Following from these theoretical considerations, the linguistic analysis at the micro-level addresses parameters such as actor roles and evaluation, process types and modality, intertextuality and interdiscursivity as well as metaphor. Textual analysis along these lines shows what attributes and behaviours are allocated to the collective self, what values and beliefs are ascribed to it and what concepts it is aligned with and demarcated from.

The theoretical and methodological approach is illustrated with textual data from British and American lesbian communities after 1970 (Koller 2008). The analysis of the data samples shows that in many cases, out-group construction is much more differentiated than cognitive models of the in-group across parameters. However, shifts towards a more affirmative model of collective identity can be observed over time, which is explained as an effect of the changing socio-political context and the increasing number of options for text production, distribution and reception that have become available to lesbians in the UK and the US.

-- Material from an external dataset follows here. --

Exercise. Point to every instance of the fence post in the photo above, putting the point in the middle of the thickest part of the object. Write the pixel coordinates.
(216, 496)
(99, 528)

Beyond the case study, the theoretical and methodological aspects of the study could act as a model for the discourse-historical and socio-cognitive analysis of collective identity in discourse more generally.

References:

Koller, V. (2008) Lesbian Discourses: images of a community. New York: Routledge.

Reisgl, M. and Wodak, R. (2001) Discourse and Discrimination, London: Routledge.

van Dijk, T. (2003) The discourse-knowledge interface’, in G. Weiss and R. Wodak (eds), Critical Discourse Analysis: theory and interdisciplinarity, Basingstoke: Palgrave.

―― (2006) ‘Discourse, context and cognition’, Discourse Studies, 8(1): 159-77.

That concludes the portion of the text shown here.